Cuando Bertoldi se acercó al inodoro, O'Connell manoteó la pistola y se sentó, rígido, con la mirada atravesada.

– Me robaron la plata -anunció el cónsul-. Esos negros de mierda…

– ¿No me diga? ¿Lo golpearon?

– Seguro, si me desperté tirado en una vereda.

– ¡Muy bien! Yo no esperaba tanto.

– ¿Qué es lo que le parece muy bien?

– Que estén acumulando fuerzas. ¿No tiene idea de quién los manda?

– Qué sé yo. Son unos muertos de hambre.

– De acuerdo, pero se están organizando, expropian a los blancos. A usted ya le habían sacado los documentos, me dijo.

– En el ómnibus. La plata y el pasaporte, como ahora.

– ¿También se llevaron el pasaporte? -el irlandés salió de la bañadera, exultante- ¡Me lo hubiera dicho antes, hombre!

– Yo no veo ningún motivo de regocijo. Si hasta los cigarrillos me robaron.

– Eso está mal, ¿ve? Son desviaciones criticables, ya se lo vamos a decir. Lo importante es que están juntando documentación.

– ¿Para qué quieren un pasaporte sin foto?

– ¿Sin foto? ¿El pasaporte estaba en blanco?

– Qué quiere, si no tenía plata para ir al fotógrafo.

– ¡Ah, pero entonces esta gente sabe muy bien lo que hace!

– ¿A usted le quedó algo de esa plata?

– Claro, no se preocupe.

– Entonces no es grave. Pasaportes tengo unos cuantos.

– Necesito hablarles. ¿Dónde le parece que los puedo contactar?

– Déjelos, qué van a hacer con un pasaporte…

– Kadafi empezó con el carné del comedor escolar.

– Voy a hacer café. Si le parece habría que comprar algo para comer y llamar a alguien que ponga vidrios nuevos.

– Alguna ropa no vendría mal, tampoco. Si va a salir tráigame dos camisas cuello cuarenta. ¿Qué le parece si busco a esa gente en el mercado?
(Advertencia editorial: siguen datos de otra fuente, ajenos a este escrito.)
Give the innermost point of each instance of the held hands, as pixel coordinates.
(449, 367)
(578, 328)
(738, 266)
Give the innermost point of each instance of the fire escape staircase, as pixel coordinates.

– En su lugar yo iría al prostíbulo, en la Isla de las Serpientes. En cada redada la policía se lleva una docena. A los reincidentes los mandan a la selva.

– ¿Hay gente confinada?

– Sólo los que roban a los blancos.

– Esos son los que me interesan. La Isla de las Serpientes, dijo.

– Hay una lancha que lo lleva. Se imagina que yo no puedo dejarme ver por ahí en un momento como éste.

– Comprendo. De todos modos no creo que los ingleses se pongan pesados por ahora. Van a esperar a ver qué pasa cuando la flota llegue a las Falkland.

– Los vamos a echar a pedradas.

– ¡Así me gusta oírlo!

– Ahora, si Mister Burnett encuentra las cartas, mi situación va a ser delicada.

– ¿Qué cartas?

– Olvídelo, es un asunto personal.

– En un revolucionario las cuestiones personales Son inseparables de la política. En fin, algo así. Si vuelven a expropiarlo trate de establecer algún contacto. Haga correr la voz de que el comandante Quomo está en camino.

– Ni lo sueñe. ¿Dónde está la plata?

O'Connell fue hasta el baño y volvió con el bolso. Del fondo sacó un manojo de libras arrugadas y las echó sobre la mesa.

– Quería preguntarle, Bertoldi, ¿usted espera alguna encomienda?

– ¿Encomienda? -el cónsul sonrió-. Acá lo único que llega de vez en cuando es el diario y ni siquiera viene a mi nombre.

– Está bien, pero si un día de estos le traen un paquete, una valija, o algo así, alcáncemelo enseguida.

– Descuide -el cónsul recogió los billetes y los guardó en un cajón del escritorio-. Lo último que recibí fue un paquete con partituras de Beethoven.